The Times found at least 26 cases in which doctors had leaked confidential details of their ongoing drug research to Wall Street firms. In 24 of the 26 cases, the firms issued reports to select clients with detailed information obtained from doctors involved in confidential studies. The reports advised clients whether to buy or sell a drug stock.
The Congressional Research Service finished its report in November 2005. However, Grassley's legal experts wanted time to independently review it, before pressing the SEC last week.
Some Wall Street analysts interviewed by The Times last year said they were doing nothing wrong, and that their job is to gather research for customers.
But citing a 1983 Supreme Court case, Dirks v. SEC, the Congressional Research Service said that it appeared some Wall Street actions chronicled by The Times met the two elements necessary to prove insider trading: The existence of a relationship affording access to insider information, and the unfairness of allowing a corporate insider to take advantage of that information.
A person or firm who violates the Insider Trading Sanctions Act of 1984 could face a civil penalty of up to three times the profit gained or the amount of the loss avoided.
The practices outlined by The Times involved major Wall Street firms such as Citigroup Smith Barney, UBS, and Wachovia Securities, along with top research universities from UCLA to the University of Pennsylvania.
The story has generated reaction among medical schools and research programs, which issued formal reminders that ongoing clinical research is not a commodity.
One of the schools responding quickly to the story was Johns Hopkins Medical Center in Baltimore, one of the largest recipients of federal research dollars.
Hopkins Medicine magazine has followed the issue closely, said associate editor Ramsey Flynn.
"The issue of any doctors selling such information to Wall Street was disconcerting," Flynn said. "One of our concerns was the possible contamination of the quality of the research."
He said Hopkins Medicine plans to publish an in-depth article on the matter and the reaction of the university.
In his letter last week, Grassley wrote that "the integrity of the scientific process itself is compromised by clinical researchers who disclose ... the details of ongoing research."
But his focus is the impact on Wall Street. "When confidential nonpublic information can be bought and sold, it creates an uneven playing field for investors and hurts those who choose to play by the rules," he said.
There has been little momentum at the SEC on the issue so far.

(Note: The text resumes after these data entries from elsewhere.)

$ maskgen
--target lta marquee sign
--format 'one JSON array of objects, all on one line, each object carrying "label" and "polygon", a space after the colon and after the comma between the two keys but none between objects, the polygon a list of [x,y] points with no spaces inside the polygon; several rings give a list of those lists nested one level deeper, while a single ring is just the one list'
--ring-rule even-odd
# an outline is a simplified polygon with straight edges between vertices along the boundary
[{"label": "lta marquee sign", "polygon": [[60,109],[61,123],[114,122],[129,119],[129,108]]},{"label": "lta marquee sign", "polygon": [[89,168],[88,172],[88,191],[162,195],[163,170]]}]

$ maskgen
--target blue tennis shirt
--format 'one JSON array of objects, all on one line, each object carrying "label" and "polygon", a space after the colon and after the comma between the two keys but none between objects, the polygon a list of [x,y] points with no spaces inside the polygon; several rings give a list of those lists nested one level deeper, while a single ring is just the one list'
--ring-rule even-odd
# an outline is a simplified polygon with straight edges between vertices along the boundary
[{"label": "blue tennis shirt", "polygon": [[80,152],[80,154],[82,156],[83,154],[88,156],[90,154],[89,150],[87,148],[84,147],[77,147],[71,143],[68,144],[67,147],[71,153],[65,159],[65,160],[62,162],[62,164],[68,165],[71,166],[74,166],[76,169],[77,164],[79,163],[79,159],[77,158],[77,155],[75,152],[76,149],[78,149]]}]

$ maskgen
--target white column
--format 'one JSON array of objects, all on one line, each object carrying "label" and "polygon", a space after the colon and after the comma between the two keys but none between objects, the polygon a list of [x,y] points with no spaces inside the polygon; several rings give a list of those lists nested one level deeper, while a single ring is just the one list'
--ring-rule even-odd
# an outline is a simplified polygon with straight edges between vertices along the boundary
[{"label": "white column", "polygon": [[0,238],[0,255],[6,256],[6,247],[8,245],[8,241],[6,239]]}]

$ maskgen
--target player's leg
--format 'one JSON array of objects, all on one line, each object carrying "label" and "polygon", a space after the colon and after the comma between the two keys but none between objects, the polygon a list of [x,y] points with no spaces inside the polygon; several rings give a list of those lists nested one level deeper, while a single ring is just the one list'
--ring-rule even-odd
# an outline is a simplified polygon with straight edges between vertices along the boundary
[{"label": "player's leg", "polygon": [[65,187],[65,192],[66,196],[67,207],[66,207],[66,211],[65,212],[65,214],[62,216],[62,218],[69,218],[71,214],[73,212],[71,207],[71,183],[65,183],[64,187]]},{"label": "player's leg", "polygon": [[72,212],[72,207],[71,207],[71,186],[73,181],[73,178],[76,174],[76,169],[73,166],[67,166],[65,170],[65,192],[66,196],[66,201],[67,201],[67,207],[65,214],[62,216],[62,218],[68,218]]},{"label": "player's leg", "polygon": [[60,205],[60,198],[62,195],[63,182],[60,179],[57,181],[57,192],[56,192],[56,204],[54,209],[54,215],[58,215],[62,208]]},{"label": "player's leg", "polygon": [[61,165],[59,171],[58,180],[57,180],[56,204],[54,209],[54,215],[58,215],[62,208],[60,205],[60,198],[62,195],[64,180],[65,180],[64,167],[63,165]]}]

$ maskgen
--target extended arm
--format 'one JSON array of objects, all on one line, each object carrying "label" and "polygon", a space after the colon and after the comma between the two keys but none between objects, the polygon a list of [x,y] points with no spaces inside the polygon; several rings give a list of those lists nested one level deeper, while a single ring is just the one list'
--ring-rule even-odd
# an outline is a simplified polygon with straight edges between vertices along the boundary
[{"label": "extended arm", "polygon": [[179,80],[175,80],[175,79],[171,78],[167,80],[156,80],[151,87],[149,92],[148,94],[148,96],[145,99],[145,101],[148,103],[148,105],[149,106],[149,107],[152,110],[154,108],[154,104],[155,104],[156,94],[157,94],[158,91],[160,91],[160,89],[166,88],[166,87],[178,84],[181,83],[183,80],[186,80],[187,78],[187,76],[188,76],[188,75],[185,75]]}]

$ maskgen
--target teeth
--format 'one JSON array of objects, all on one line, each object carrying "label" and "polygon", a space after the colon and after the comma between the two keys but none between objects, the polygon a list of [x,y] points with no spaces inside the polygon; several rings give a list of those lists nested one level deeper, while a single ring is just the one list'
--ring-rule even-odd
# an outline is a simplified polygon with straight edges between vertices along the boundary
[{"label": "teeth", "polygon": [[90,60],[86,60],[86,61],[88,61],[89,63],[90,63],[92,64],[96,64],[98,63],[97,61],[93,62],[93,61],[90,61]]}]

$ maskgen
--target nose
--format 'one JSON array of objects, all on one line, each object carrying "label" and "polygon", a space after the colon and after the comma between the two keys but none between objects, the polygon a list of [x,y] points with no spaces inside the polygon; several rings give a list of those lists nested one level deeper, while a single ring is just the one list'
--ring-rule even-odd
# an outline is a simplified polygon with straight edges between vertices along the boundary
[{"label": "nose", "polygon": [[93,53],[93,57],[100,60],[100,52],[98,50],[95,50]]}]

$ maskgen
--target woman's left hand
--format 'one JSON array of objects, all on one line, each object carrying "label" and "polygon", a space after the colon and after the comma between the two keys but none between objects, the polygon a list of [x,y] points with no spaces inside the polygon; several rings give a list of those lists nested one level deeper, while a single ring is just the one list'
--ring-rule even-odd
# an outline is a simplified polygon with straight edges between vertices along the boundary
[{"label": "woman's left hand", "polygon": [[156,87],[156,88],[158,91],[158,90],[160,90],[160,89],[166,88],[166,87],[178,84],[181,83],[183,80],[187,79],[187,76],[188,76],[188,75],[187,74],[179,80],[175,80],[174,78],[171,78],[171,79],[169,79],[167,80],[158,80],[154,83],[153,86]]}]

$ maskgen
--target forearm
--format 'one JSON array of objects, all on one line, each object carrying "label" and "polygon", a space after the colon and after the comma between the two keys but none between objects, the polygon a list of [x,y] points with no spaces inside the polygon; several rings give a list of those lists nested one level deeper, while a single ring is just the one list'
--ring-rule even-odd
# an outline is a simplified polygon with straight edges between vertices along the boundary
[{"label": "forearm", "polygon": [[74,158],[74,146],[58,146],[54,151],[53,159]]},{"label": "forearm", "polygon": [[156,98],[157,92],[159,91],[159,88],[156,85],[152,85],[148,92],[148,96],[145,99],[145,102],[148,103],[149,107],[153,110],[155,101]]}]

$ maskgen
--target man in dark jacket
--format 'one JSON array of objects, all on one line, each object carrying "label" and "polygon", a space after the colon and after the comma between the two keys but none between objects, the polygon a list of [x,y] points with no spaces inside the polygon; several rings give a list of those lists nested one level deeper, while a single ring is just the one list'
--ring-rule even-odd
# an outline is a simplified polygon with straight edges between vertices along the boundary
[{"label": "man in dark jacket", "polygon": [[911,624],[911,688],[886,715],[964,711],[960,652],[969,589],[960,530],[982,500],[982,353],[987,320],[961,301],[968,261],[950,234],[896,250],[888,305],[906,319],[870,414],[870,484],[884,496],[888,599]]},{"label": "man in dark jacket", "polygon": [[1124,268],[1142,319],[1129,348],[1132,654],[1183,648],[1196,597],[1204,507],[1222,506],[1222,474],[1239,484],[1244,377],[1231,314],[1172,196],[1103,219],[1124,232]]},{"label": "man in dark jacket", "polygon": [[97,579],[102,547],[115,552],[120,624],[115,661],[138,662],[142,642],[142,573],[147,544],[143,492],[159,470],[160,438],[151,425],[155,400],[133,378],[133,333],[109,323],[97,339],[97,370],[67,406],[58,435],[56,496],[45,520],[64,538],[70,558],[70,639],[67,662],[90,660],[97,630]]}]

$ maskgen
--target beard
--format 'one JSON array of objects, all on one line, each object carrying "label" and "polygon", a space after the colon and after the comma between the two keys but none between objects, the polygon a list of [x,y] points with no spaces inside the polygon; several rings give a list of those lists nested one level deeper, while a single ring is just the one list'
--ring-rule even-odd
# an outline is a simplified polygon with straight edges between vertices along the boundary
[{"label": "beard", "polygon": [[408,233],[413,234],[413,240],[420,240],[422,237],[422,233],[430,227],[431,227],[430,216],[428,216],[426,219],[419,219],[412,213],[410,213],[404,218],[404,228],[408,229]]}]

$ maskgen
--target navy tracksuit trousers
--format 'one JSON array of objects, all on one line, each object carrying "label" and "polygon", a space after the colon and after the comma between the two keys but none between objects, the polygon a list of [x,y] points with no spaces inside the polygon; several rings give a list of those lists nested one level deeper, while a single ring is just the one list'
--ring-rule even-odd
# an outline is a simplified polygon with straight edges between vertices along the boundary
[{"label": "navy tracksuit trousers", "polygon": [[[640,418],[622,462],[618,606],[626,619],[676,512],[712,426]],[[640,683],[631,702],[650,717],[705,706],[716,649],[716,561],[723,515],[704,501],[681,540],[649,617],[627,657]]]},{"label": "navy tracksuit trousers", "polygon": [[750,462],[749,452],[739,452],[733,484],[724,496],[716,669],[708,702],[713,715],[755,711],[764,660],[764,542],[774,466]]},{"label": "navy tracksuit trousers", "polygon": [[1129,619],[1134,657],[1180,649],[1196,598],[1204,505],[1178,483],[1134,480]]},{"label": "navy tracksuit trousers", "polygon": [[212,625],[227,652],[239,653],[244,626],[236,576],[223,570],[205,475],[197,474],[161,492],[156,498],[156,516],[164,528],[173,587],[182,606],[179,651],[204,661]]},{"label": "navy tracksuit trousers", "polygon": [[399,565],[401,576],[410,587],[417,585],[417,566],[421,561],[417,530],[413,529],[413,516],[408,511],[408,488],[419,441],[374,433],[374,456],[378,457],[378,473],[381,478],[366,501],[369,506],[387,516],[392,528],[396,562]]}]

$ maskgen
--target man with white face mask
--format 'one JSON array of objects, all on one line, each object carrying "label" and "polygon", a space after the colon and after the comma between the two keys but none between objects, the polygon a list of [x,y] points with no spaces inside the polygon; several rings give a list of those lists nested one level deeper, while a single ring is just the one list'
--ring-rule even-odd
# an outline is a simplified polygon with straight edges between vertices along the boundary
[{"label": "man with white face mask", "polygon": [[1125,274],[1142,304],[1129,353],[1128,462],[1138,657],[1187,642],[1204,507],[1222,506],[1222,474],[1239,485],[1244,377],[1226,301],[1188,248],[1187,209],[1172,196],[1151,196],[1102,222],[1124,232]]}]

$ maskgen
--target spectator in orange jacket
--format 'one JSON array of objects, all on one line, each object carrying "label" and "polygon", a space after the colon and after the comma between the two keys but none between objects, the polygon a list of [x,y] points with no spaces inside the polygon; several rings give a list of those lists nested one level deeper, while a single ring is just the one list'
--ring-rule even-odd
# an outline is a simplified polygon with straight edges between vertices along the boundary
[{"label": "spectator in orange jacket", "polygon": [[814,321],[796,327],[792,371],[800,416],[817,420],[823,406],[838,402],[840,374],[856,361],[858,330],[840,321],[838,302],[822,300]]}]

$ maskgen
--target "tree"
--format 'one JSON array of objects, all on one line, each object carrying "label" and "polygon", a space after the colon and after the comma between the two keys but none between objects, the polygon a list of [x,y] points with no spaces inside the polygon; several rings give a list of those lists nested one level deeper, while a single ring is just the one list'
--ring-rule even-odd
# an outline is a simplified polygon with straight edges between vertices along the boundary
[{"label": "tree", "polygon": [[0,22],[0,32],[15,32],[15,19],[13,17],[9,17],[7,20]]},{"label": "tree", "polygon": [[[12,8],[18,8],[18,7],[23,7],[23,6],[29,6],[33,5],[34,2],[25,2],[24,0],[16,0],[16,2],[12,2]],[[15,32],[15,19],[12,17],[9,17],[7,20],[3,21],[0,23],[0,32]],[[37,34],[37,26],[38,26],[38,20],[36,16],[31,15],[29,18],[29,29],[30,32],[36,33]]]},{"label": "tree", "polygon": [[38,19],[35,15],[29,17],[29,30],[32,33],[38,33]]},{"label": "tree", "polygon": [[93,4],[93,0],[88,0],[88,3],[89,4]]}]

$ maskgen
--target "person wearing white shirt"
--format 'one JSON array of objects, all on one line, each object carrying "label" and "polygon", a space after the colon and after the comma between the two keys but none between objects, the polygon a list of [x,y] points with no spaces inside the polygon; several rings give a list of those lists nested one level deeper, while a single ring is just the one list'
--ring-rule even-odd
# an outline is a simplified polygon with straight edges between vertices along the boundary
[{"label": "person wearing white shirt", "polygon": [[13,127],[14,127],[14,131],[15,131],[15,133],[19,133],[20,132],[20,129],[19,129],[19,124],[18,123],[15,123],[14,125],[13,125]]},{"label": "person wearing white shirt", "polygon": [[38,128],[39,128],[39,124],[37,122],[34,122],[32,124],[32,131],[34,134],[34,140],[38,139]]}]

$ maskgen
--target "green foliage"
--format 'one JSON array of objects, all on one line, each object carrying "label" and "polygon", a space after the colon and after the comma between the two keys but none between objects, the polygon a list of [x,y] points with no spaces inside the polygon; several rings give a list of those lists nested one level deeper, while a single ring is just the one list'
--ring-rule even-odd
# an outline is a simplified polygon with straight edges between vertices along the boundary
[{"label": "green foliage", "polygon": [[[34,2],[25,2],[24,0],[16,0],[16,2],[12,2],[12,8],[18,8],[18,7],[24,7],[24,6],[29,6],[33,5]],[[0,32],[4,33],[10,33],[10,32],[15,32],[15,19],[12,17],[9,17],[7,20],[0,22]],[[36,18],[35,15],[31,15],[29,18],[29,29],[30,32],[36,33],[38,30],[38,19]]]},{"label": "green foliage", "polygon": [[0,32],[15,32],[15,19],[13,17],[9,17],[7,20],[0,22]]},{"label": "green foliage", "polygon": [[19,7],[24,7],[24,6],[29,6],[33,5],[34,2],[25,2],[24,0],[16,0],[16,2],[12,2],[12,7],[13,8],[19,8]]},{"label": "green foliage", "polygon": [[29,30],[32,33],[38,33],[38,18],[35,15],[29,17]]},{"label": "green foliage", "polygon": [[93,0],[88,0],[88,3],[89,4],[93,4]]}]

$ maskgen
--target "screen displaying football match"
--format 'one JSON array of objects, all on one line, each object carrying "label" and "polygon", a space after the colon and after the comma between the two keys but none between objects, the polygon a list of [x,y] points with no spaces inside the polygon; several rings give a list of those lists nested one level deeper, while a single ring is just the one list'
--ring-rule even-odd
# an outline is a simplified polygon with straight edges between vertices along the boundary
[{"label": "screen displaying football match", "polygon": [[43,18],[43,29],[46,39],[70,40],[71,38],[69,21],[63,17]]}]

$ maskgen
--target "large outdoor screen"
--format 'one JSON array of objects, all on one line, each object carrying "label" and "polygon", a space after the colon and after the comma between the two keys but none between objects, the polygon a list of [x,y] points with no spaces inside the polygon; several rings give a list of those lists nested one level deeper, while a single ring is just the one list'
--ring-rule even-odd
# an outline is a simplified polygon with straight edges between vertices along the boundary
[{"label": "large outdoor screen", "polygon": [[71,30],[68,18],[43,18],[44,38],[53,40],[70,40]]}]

And the other figure with both experience and jurisdiction in the area, New York Attorney General Eliot Spitzer, has not addressed the matter.
John Heine, the spokesman for the SEC, said he could not comment on the letter or Cox's plans.
But Grassley's spokeswoman, Jill Kozeny, said the Senate Finance Committee hopes the SEC will schedule the requested update soon.
Seattle broker Paul Latta, research director of McAdams Wright Ragen, does not like the idea of large firms buying special access to drug-trial information.
"I believe it's all perfectly above board," Latta said. However, "the story opened some eyes with brokers and investors who don't have the money to buy that trial information access," he said.